Travelport announced its financial results for the third quarter and nine months ended September 30, 2018.
· Net revenue increased 2% to $623 million
· Net income increased 25% to $6 million; Adjusted EBITDA increased 2% to $139 million
· Travel Commerce Platform revenue increased 2% to $598 million
· Beyond Air revenue increased 14% to $193 million, contributing 32% of Travel Commerce Platform revenue (Q3 2017: 29%); eNett net revenue increased 58% to $86 million
· Income per share (diluted) increased 4% to $0.04; Adjusted Income per Share (diluted) increased 74% to $0.31
· Net cash provided by operating activities decreased 13% to $83 million; Free Cash Flow decreased 24% to $48 million
· Anticipate 2018 net revenue, Adjusted EBITDA and Free Cash Flow to be at the lower end of guidance ranges
Gordon Wilson, President and CEO of Travelport, commented:
“We delivered net revenue and Adjusted EBITDA growth of 2% each in the third quarter. The continued strong performance of Beyond Air, driven by our virtual payments business eNett, helped us overcome the more challenging market and customer environment we anticipated for the second half of the year.
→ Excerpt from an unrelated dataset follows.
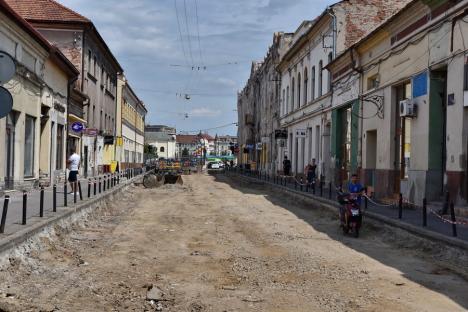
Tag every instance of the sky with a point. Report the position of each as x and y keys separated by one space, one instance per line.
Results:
x=222 y=37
"Despite these factors and our ongoing focus on the efficiency of our cost base, our business momentum is being tempered by some specific customer headwinds. We remain well positioned for longer-term profitable growth given our commercial wins and the ongoing investments we’re making in the key areas that differentiate us, including our industry-leading travel content; our search, merchandising and shopping capabilities; and our leading mobile, data and payments solutions.”
Discussion of Results
Net revenue increased by $12 million, or 2%, to $623 million primarily due to growth in Travel Commerce Platform revenue of $11 million, or 2%.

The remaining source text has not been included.